Each window performs these actions on these state events:
- drain - Any outstanding
EVICTION
events are completed, waiting for eachStreamWindowListener.handleEvent()
to return. - checkpoint - Contents (tuples) of all window partitions are persisted along with any state required to correctly restart event processing.
- reset to initial state - All window contents are discarded without any event handling, and window is reset as though it had just been created. If the window is partitioned this means that all partitions are discarded and not recreated (until created by subsequent tuple processing)
- reset from a checkpoint - All window contents are discarded without any event handling. All partitions that exist in the checkpoint are recreated with their persisted contents and event handling is restarted to correctly honor the eviction and trigger policies. Any partitions that existed before the reset but not in the checkpoint are discarded and not recreated (until created by subsequent tuple processing).
For example a sliding time based eviction policy of five seconds states that any tuple that has been in the window for more than five seconds must be evicted.

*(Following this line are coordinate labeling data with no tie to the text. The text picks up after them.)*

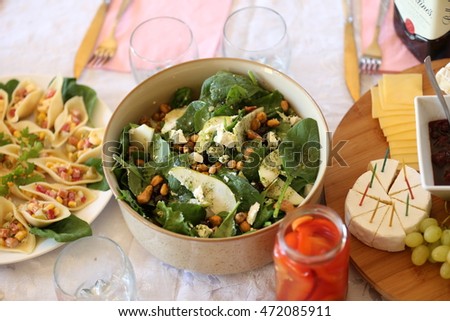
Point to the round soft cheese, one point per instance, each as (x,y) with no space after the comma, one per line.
(385,203)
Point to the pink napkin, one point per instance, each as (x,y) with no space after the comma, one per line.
(396,56)
(205,18)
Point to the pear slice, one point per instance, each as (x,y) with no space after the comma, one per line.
(208,190)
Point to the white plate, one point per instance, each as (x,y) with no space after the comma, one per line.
(100,119)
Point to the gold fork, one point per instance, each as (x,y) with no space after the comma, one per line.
(370,61)
(108,47)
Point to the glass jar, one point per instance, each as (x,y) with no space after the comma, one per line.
(424,27)
(311,255)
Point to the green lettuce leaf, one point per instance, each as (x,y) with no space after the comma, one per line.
(66,230)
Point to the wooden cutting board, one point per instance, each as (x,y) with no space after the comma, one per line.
(391,274)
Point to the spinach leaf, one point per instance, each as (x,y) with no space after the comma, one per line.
(264,216)
(187,121)
(193,213)
(71,88)
(201,116)
(181,98)
(300,151)
(246,194)
(97,164)
(227,88)
(22,174)
(300,155)
(228,226)
(160,150)
(9,87)
(4,139)
(271,103)
(126,196)
(172,220)
(66,230)
(252,163)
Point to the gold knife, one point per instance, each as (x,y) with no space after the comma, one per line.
(90,38)
(350,53)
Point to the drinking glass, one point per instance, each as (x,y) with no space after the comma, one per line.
(311,255)
(257,33)
(158,43)
(94,268)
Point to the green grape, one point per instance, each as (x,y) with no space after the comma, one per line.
(445,270)
(413,239)
(426,222)
(445,237)
(439,253)
(432,233)
(420,254)
(431,247)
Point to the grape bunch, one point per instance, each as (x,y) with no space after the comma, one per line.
(430,243)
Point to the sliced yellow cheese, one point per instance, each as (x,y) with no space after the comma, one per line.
(408,135)
(393,106)
(395,120)
(401,88)
(411,159)
(398,129)
(376,104)
(399,144)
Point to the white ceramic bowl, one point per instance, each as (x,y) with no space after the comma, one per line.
(428,109)
(214,256)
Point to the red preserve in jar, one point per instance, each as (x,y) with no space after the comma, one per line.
(424,27)
(311,255)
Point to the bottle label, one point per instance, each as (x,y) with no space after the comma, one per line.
(429,19)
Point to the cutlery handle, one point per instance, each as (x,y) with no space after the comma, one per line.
(120,12)
(384,6)
(123,7)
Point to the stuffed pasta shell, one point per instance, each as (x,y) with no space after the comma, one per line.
(73,197)
(9,155)
(45,136)
(50,105)
(73,116)
(84,143)
(4,130)
(66,172)
(14,231)
(41,213)
(23,101)
(3,104)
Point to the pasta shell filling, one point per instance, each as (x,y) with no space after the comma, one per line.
(12,232)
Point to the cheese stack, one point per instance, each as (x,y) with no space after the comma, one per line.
(393,106)
(385,204)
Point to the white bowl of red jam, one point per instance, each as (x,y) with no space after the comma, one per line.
(433,145)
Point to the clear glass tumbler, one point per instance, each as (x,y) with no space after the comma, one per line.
(259,34)
(311,255)
(158,43)
(94,268)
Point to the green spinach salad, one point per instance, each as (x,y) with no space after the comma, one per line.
(230,162)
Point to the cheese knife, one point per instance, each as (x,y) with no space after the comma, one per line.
(350,53)
(90,38)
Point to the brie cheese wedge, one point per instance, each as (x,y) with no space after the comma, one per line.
(381,215)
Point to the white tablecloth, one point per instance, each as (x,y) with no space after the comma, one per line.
(42,36)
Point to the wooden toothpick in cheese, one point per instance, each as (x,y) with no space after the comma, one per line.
(393,106)
(389,211)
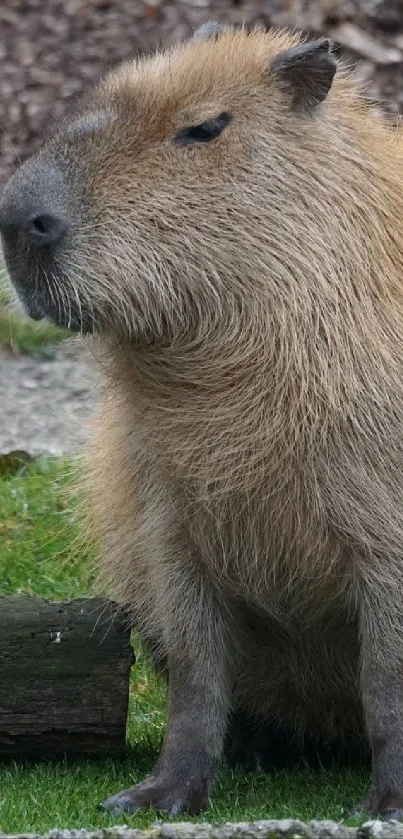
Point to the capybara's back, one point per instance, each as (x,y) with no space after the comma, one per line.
(225,216)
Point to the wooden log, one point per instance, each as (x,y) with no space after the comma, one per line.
(64,677)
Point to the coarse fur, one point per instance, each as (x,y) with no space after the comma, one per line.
(246,471)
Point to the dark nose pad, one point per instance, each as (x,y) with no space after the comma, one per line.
(44,229)
(34,207)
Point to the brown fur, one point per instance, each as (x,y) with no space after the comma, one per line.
(246,476)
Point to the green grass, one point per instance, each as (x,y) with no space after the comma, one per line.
(21,334)
(37,527)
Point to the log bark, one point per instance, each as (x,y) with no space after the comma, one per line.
(275,829)
(64,677)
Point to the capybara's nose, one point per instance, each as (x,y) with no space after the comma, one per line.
(42,229)
(32,209)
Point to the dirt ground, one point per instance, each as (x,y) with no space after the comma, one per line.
(50,50)
(45,404)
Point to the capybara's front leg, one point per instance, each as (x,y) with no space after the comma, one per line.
(382,696)
(196,636)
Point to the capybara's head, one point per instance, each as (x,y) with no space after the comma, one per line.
(179,186)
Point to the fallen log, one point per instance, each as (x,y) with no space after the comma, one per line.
(64,677)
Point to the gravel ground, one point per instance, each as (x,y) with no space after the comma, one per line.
(45,404)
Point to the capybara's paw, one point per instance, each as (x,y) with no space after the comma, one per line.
(387,807)
(161,795)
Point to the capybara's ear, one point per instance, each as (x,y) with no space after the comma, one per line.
(305,72)
(210,30)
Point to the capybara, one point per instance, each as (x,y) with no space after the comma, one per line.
(225,217)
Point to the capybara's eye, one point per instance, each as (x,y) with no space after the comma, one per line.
(204,132)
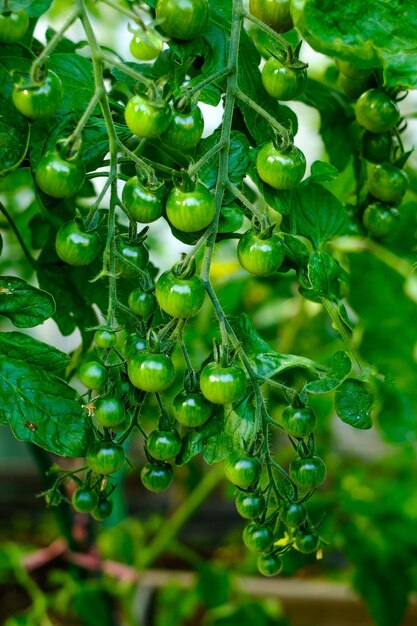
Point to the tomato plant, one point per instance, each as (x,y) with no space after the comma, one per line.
(127,232)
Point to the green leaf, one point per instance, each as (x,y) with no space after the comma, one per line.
(353,403)
(24,305)
(42,409)
(14,136)
(20,347)
(377,34)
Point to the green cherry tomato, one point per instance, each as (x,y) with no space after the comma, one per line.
(145,45)
(109,412)
(103,510)
(13,26)
(145,205)
(387,183)
(191,211)
(308,473)
(40,101)
(269,564)
(185,129)
(299,422)
(260,256)
(376,111)
(380,220)
(151,372)
(293,514)
(58,177)
(257,538)
(130,256)
(376,148)
(281,169)
(283,82)
(242,470)
(105,338)
(142,303)
(183,19)
(157,478)
(147,119)
(164,444)
(250,505)
(191,408)
(133,344)
(306,542)
(274,13)
(222,385)
(105,457)
(92,374)
(179,297)
(75,246)
(84,500)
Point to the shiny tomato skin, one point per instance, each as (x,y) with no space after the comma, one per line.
(150,372)
(76,246)
(222,385)
(179,297)
(191,409)
(41,101)
(260,257)
(282,82)
(183,19)
(58,177)
(281,169)
(147,119)
(145,205)
(191,211)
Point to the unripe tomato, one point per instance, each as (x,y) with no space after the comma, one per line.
(307,542)
(380,220)
(151,372)
(257,538)
(191,211)
(84,500)
(299,422)
(145,118)
(143,204)
(274,13)
(130,256)
(92,374)
(269,564)
(13,26)
(58,177)
(183,19)
(376,111)
(242,470)
(281,169)
(158,477)
(309,472)
(260,256)
(185,129)
(222,385)
(103,510)
(105,457)
(293,514)
(281,81)
(40,101)
(75,246)
(109,412)
(250,505)
(145,45)
(191,408)
(164,444)
(179,297)
(387,183)
(142,303)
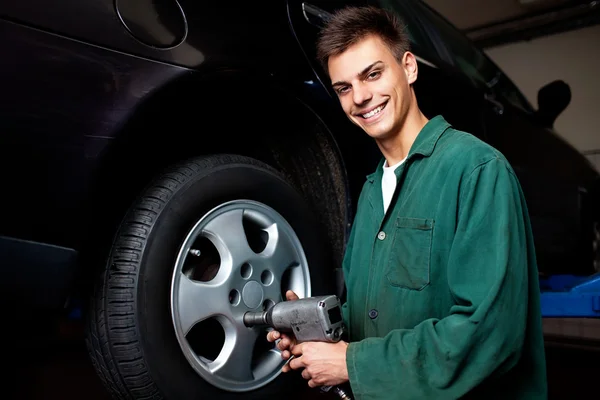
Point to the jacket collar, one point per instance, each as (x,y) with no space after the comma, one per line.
(424,143)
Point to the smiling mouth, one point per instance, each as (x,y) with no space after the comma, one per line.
(374,112)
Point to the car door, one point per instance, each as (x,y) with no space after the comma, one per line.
(552,174)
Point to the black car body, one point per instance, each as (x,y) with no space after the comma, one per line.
(99,96)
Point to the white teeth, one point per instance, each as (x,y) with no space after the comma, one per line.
(375,111)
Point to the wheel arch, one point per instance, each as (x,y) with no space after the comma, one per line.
(230,111)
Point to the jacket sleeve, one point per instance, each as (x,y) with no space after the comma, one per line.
(485,329)
(345,267)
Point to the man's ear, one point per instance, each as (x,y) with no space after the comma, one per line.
(411,68)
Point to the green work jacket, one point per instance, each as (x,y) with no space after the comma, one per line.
(443,296)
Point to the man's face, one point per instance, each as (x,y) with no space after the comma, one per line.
(373,87)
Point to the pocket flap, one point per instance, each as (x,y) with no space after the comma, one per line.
(414,223)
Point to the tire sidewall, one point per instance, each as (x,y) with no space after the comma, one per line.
(207,189)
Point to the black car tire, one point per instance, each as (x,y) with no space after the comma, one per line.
(130,331)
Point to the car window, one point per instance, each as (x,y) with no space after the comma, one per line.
(469,59)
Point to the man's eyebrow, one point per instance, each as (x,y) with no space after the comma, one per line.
(361,73)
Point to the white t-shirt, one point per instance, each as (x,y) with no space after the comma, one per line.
(388,183)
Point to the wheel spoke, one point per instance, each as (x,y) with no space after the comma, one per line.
(235,360)
(231,240)
(280,252)
(197,301)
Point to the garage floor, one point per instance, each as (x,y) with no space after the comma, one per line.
(61,370)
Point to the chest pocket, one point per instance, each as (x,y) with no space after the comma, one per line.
(408,264)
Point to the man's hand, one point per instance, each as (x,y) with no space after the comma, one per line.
(287,342)
(324,363)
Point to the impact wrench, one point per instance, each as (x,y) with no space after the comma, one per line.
(313,319)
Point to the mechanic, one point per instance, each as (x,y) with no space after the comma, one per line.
(440,270)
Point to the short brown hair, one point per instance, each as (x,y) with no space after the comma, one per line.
(351,24)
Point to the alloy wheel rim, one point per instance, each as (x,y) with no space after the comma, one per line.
(240,256)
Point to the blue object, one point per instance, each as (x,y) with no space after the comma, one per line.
(570,296)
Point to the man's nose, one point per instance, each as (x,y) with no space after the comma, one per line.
(361,94)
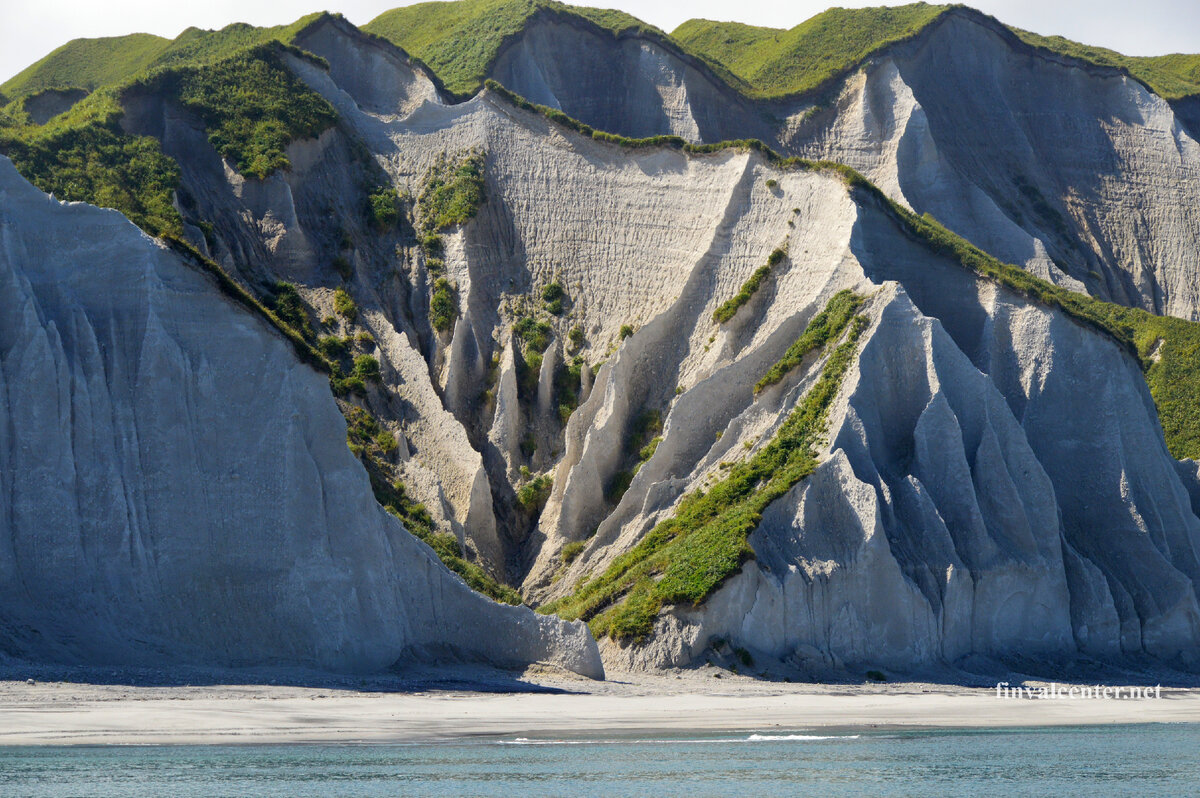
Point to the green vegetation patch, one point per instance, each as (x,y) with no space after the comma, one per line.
(687,557)
(1169,76)
(1168,348)
(87,157)
(775,63)
(730,307)
(451,193)
(823,328)
(89,64)
(393,496)
(443,306)
(115,60)
(252,106)
(460,41)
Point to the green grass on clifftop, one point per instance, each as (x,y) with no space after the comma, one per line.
(251,103)
(774,63)
(89,64)
(461,40)
(1170,76)
(687,557)
(96,63)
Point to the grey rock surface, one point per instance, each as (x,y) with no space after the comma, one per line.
(175,486)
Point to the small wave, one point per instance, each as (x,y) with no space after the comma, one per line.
(773,738)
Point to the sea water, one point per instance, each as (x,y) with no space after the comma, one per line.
(1143,760)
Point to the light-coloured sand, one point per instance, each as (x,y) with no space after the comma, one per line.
(65,713)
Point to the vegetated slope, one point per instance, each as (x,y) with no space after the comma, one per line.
(96,63)
(177,484)
(250,105)
(775,63)
(1072,171)
(1171,77)
(523,316)
(460,40)
(943,485)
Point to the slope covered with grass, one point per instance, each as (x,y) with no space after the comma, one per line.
(96,63)
(1170,76)
(775,63)
(460,40)
(88,64)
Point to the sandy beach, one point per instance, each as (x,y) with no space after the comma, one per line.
(546,706)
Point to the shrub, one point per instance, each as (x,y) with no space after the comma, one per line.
(331,347)
(451,193)
(553,297)
(366,369)
(288,305)
(443,306)
(823,328)
(252,107)
(99,163)
(345,305)
(383,208)
(419,523)
(571,551)
(533,333)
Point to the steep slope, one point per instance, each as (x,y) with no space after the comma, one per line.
(691,394)
(461,39)
(145,523)
(1075,172)
(775,63)
(91,64)
(600,66)
(953,438)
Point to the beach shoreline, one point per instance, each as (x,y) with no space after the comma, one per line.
(537,706)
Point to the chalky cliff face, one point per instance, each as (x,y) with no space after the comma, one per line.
(563,372)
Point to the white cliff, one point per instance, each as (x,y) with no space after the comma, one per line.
(175,485)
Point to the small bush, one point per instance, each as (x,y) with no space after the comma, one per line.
(534,493)
(453,192)
(366,369)
(331,347)
(291,309)
(383,209)
(345,305)
(571,551)
(534,334)
(553,297)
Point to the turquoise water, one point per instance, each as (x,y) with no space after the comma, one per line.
(1151,760)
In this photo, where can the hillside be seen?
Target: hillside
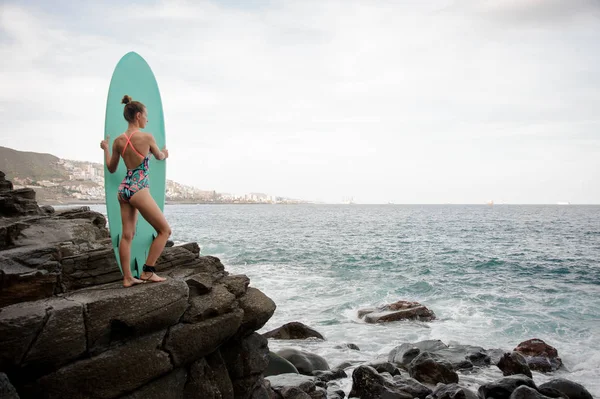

So a checkpoint can persist a window containing 20 tuples that had four more seconds to live in the window at the time the checkpoint was taken. However if a reset to that checkpoint occurs more than four seconds later, then by the window's eviction policy all those tuples must be evicted, even though they have just been restored. Thus the tuples are evicted, through an
EVICTION
event.
Similarly, with a tumbling eviction time policy of 30 seconds (since the last tumble), then any time while the operator was not active before the reset is included in the calculation, so that the tumble takes place 30 seconds after the last tumble recorded in the checkpoint. If, when the reset occurs the tumble is overdue, say in this case the PE was down for 45 seconds, then the tumble takes place as soon as processing is resumed.
If the operator registered a
StateHandler
then its methods are invoked
after the corresponding actions have occurred for all its windowed input ports.
For example, when StateHandler.drain()
is
called it is guaranteed all windowed input ports have been drained.
The only change in window contents that a
StateHandler
may perform
is eviction of partitions using
StreamWindow.evictPartition(Object)
during its drain processing. In this case the window must be partitioned.